Er was een besef dat de mens deel uitmaakte van het land, daarin zijn plaats
heeft en niet straffeloos de gestelde perken te buiten kan gaan. De profeet
Jeremia bijvoorbeeld zag jaar in, jaar uit de veranderingen die plaatsvonden in
de Jordaan Vallei en de Woestijn van Judea. En hij constateerde de 'juistheid'
van de natuur: 'Zelfs de ooievaar aan de hemel kent zijn vaste tijden en
tortelduif en zwaluw nemen de tijd van hun komst in acht, maar mijn volk kent
het recht des Heren niet' (Jeremia 8:7)."
Dr.
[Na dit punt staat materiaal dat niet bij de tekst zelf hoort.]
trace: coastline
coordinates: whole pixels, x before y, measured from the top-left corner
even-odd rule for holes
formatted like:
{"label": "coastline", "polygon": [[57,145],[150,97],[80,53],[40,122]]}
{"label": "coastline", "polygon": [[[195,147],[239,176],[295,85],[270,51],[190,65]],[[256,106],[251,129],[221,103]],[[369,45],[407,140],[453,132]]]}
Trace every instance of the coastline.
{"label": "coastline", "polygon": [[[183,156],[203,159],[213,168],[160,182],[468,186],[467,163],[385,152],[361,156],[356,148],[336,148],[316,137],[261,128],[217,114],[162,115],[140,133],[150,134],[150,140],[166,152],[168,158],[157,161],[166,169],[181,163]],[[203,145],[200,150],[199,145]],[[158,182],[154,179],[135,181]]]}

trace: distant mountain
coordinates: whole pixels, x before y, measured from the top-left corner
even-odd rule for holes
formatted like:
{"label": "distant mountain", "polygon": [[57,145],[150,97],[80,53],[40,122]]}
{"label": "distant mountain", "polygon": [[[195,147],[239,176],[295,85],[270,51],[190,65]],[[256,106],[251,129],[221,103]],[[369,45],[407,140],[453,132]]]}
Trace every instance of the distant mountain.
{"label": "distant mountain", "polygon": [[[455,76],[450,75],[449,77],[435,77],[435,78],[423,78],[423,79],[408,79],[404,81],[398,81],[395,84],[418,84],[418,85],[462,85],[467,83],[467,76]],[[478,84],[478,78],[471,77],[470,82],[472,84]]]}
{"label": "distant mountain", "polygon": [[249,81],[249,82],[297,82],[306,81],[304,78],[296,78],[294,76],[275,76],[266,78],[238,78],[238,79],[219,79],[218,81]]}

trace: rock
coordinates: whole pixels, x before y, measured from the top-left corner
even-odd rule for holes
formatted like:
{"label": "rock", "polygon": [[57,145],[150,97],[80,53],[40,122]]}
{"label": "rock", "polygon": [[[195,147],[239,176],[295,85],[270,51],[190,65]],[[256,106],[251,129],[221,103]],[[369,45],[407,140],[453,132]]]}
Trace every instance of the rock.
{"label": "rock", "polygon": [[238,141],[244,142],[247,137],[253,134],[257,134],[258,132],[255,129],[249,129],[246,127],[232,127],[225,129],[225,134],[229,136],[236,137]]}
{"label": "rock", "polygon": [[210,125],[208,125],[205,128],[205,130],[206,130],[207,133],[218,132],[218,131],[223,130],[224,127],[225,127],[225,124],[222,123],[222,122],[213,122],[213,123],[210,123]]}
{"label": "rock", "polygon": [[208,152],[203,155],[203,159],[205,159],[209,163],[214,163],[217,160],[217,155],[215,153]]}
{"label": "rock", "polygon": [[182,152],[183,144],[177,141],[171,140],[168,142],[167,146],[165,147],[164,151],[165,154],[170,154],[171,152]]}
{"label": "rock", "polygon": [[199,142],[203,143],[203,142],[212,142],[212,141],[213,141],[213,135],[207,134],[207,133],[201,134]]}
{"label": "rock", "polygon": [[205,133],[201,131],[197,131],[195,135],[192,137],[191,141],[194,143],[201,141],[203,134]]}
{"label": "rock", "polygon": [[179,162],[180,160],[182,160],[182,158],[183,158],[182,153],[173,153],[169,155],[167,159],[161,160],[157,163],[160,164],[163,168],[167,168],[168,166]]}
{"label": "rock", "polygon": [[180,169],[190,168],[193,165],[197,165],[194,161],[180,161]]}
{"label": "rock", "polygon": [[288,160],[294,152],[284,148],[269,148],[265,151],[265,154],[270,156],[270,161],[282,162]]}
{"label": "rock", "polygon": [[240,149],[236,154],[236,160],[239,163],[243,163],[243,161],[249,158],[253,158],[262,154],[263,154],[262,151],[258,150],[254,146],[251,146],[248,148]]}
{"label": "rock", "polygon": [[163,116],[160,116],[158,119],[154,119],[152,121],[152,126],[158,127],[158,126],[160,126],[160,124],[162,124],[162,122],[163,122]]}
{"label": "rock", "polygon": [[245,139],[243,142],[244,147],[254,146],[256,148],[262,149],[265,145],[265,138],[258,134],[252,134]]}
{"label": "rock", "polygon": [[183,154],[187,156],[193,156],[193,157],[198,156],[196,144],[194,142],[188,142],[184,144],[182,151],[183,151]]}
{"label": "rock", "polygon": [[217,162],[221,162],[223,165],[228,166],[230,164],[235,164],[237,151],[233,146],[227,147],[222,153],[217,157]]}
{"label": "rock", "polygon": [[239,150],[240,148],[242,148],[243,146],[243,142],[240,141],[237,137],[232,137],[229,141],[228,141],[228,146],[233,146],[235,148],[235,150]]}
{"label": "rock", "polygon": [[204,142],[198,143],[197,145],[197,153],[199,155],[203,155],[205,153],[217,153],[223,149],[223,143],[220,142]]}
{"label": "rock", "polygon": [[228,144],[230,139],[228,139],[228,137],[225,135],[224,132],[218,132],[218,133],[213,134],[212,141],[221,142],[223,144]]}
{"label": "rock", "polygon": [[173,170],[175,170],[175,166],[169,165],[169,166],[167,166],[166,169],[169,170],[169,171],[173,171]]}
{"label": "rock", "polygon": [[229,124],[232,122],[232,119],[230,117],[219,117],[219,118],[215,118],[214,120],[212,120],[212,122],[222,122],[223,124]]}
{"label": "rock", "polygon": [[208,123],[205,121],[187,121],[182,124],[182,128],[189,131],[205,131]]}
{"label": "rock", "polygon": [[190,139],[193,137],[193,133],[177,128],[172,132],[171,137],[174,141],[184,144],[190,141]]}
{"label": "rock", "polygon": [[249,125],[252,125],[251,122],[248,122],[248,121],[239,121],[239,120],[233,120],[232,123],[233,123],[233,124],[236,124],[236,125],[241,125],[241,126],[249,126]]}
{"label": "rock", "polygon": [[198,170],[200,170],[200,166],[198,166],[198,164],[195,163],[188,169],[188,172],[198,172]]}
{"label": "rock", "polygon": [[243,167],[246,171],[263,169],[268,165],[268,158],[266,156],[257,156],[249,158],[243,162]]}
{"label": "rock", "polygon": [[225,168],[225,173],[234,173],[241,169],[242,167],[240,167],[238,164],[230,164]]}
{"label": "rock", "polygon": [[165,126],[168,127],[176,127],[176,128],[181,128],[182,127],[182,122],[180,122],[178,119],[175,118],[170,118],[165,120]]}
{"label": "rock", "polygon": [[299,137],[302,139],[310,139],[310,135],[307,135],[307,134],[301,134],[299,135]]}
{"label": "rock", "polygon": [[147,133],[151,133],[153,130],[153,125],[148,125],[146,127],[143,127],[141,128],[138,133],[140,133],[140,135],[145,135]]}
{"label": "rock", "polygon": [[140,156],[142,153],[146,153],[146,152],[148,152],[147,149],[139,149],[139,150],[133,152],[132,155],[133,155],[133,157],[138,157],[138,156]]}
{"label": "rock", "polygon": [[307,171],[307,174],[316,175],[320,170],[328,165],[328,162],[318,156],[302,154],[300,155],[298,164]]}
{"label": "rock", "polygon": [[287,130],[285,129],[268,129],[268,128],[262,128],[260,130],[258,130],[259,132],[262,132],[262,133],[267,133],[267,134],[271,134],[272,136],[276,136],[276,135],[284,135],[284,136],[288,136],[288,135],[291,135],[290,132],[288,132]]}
Har-Shefer die op de middelbare school
Sha'anan in Haifa les geeft, vertelt hoe verbaasd zijn leerlingen waren toen
hij hen over de ecologie in de Tenach en andere joodse geschriften vertelde.
Velen van hen wisten niet dat de Tenach een praktisch handboek is inzake natuur
en ecologische problemen.
Bodemerosie
De joden uit die tijd hielden zich evenals
andere volkeren in het Nabije oosten voornamelijk bezig met landbouw. Zij
maakten grote stukken ongecultiveerd heuvelland geschikt voor akkerbouw. Zij
legden stenen terrassen op de heuvels aan om erosie te voorkomen en kweekten
verschillende gewassen. Het houden van vee, dat voor het 'ontstaan' van de
landbouw min of meer vrij rondgraasde, werd beperkt tot ongecultiveerde
gebieden, zover de natuurlijke vegetatie dit toeliet.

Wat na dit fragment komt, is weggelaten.